I am analyzing parsed/segmented foreign language (simplified Chinese) text documents with R's stm
to leverage the package's plotting environment. I did not use the package's built-in text processing function as it currently does not support handling Chinese text; however, after I successfully prepared the data (which requires documents
and vocab
in lda
format combined with the original meta data of the same row length) and fitted the model, the plot()
function threw me an error message, plausibly owing to some encoding issues at the preprocessing stage:
Error in nchar(text) : invalid multibyte string, element 1
Following the suggestion from some previous threads, I applied the encoding functions from stringi
and utf8
to encode the vocab
to UTF-8 and re-plot the estimation result again, but it returned the same error. I'm wondering what's going on with the encoding and if such error is fixable because the stm
uses the base R's plotting function and the latter should have no problem with displaying foreign language text. (note that I have re-set the language locale to "Chinese" ((Simplified)_China.936) before pre-processing the raw text)

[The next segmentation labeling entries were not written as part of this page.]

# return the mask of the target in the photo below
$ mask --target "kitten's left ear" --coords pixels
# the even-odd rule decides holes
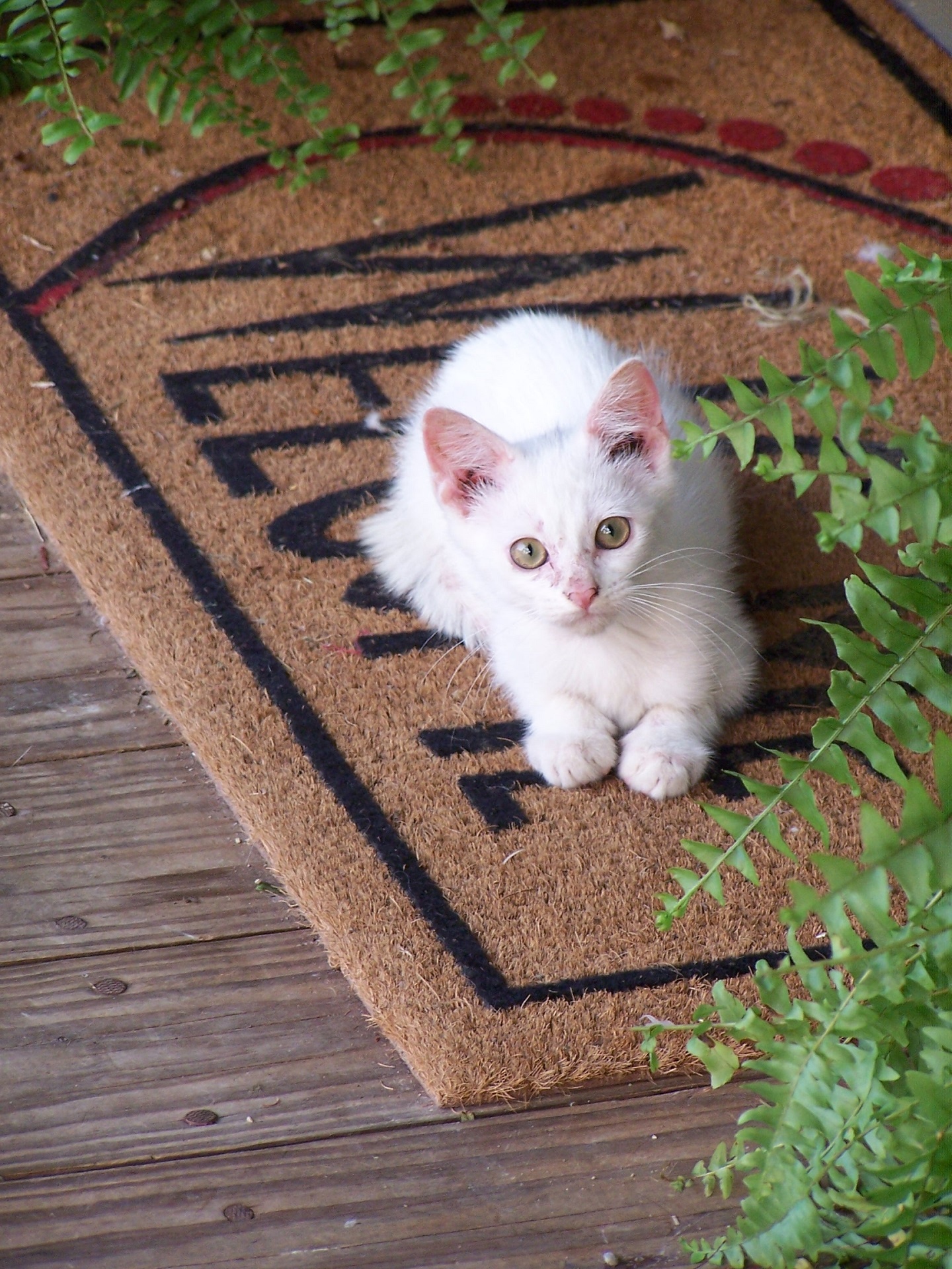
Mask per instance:
[[[636,357],[622,362],[595,398],[586,429],[609,458],[637,456],[661,475],[670,462],[670,438],[661,400],[647,367]]]

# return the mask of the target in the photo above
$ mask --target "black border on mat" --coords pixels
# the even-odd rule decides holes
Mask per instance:
[[[612,0],[575,0],[575,3],[597,4],[612,3]],[[817,0],[817,4],[847,36],[864,47],[887,74],[901,82],[913,99],[947,133],[952,135],[952,107],[949,103],[896,49],[882,41],[845,0]],[[557,6],[561,8],[562,5],[565,8],[571,6],[569,0],[560,0]],[[548,8],[548,5],[538,4],[538,8],[543,6]],[[512,126],[506,124],[490,126],[473,131],[491,132],[496,129],[514,131]],[[404,129],[392,131],[404,132]],[[538,136],[538,133],[546,129],[527,128],[524,131],[527,133],[534,132]],[[588,129],[585,132],[574,128],[561,131],[578,133],[579,140],[585,135],[592,136]],[[616,136],[618,135],[616,133]],[[654,137],[637,140],[658,142],[658,138]],[[683,146],[683,150],[694,151],[697,159],[701,159],[703,155],[708,162],[712,160],[724,161],[726,159],[726,156],[717,151],[706,152],[706,147]],[[735,170],[737,168],[748,168],[750,175],[767,175],[768,171],[770,175],[774,174],[769,165],[762,165],[757,160],[737,160],[739,156],[732,156],[731,165]],[[192,193],[193,189],[195,193],[199,189],[204,192],[215,183],[221,185],[227,184],[230,180],[240,185],[253,175],[255,169],[260,168],[261,161],[260,156],[253,156],[237,164],[228,165],[228,168],[221,169],[218,173],[211,174],[211,176],[189,181],[179,190],[170,192],[156,199],[152,204],[140,208],[132,217],[118,222],[112,230],[105,231],[104,235],[99,235],[85,249],[80,249],[80,253],[76,253],[74,258],[63,261],[63,265],[51,270],[44,278],[38,279],[33,287],[24,291],[18,292],[0,270],[0,307],[8,312],[14,329],[24,339],[33,355],[43,367],[47,377],[57,386],[63,404],[72,414],[80,430],[91,443],[96,457],[123,486],[124,496],[128,496],[137,510],[145,516],[154,534],[168,551],[173,565],[188,581],[197,602],[226,634],[255,681],[274,707],[283,714],[292,737],[301,746],[317,774],[385,863],[392,879],[426,920],[439,943],[453,957],[461,973],[473,987],[484,1005],[494,1010],[500,1010],[515,1008],[529,1001],[575,999],[592,991],[631,991],[638,987],[656,987],[685,978],[716,981],[748,975],[753,972],[758,961],[778,964],[786,956],[786,952],[767,950],[718,961],[688,962],[680,966],[658,964],[642,970],[562,978],[555,982],[528,983],[524,986],[509,983],[493,964],[476,934],[459,914],[456,912],[439,886],[416,859],[409,844],[402,840],[396,829],[390,824],[382,807],[349,765],[319,714],[310,707],[294,684],[288,670],[261,640],[254,623],[236,603],[225,580],[202,553],[189,536],[185,525],[179,520],[162,495],[150,485],[146,472],[103,414],[63,348],[51,335],[41,317],[36,312],[29,311],[28,306],[30,301],[36,302],[39,294],[50,288],[51,283],[56,284],[58,282],[62,284],[70,277],[70,265],[74,263],[79,264],[77,256],[85,256],[83,264],[88,268],[93,265],[90,273],[99,273],[100,270],[95,269],[95,263],[100,259],[100,253],[105,251],[110,254],[109,249],[113,247],[113,242],[109,239],[118,237],[122,241],[126,237],[126,232],[123,231],[128,231],[132,227],[132,221],[149,213],[154,217],[157,213],[159,220],[164,220],[165,216],[169,216],[170,220],[178,218],[169,213],[183,193]],[[757,171],[757,169],[760,169],[760,171]],[[802,187],[814,185],[815,194],[820,193],[821,197],[824,194],[829,197],[833,193],[833,189],[826,183],[803,176],[797,179],[791,173],[783,173],[783,176],[787,180],[793,178],[791,183],[796,181]],[[854,194],[853,198],[856,199]],[[882,207],[882,204],[877,207],[878,201],[875,199],[861,197],[856,201],[867,203],[869,211]],[[894,208],[890,208],[890,211],[894,211]],[[906,209],[904,208],[902,211]],[[915,212],[911,213],[910,220],[919,221],[923,223],[923,227],[927,225],[929,227],[942,225],[942,222],[935,222],[932,217]],[[944,228],[946,226],[942,227]],[[118,235],[117,231],[119,231]],[[62,277],[57,277],[57,274]],[[823,959],[829,956],[829,945],[823,944],[809,949],[809,954],[814,959]]]
[[[619,992],[637,987],[660,987],[685,978],[713,982],[751,973],[758,961],[779,964],[787,953],[765,950],[718,961],[654,964],[641,970],[561,978],[555,982],[526,985],[508,982],[493,964],[476,934],[449,904],[344,758],[320,716],[311,708],[284,664],[260,637],[225,580],[216,572],[159,490],[149,482],[149,476],[138,459],[107,419],[70,357],[43,321],[25,310],[3,272],[0,272],[0,307],[5,308],[11,325],[24,339],[47,378],[56,385],[63,405],[93,445],[96,457],[122,486],[123,496],[128,497],[145,516],[152,533],[168,551],[170,561],[189,584],[197,602],[228,638],[259,688],[281,712],[293,740],[317,775],[383,862],[391,878],[426,921],[442,947],[453,957],[459,972],[484,1005],[495,1010],[513,1009],[531,1001],[571,1000],[592,991]],[[829,947],[812,948],[810,954],[823,959],[829,956]]]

It will be really appreciated if someone could enlighten me on this. My code is provided at below.
Sys.setlocale("LC_ALL","Chinese") # set locale to simplified Chinese to render the text file
# install.packages("stm")
require(stm)
con1 <- url("https://www.dropbox.com/s/tldmo7v9ssuccxn/sample_dat.RData?dl=1")
load(con1)
names(sample_dat) # sample_dat is the original metadata and is reduced to only 3 columns
con2 <- url("https://www.dropbox.com/s/za2aeg0szt7nssd/blog_lda.RData?dl=1")
load(con2)
names(blog_lda) # blog_lda is a lda type object consists of documents and vocab
# using the script from stm vignette to prepare the data
out <- prepDocuments(blog_lda$documents, blog_lda$vocab, sample_dat)
docs <- out$documents
vocab <- out$vocab
meta <- out$meta
# estimate a 10-topic model for the ease of exposition
PrevFit <- stm(documents = docs, vocab = vocab, K = 10, prevalence =~ sentiment + s(day), max.em.its = 100, data = meta, init.type = "Spectral")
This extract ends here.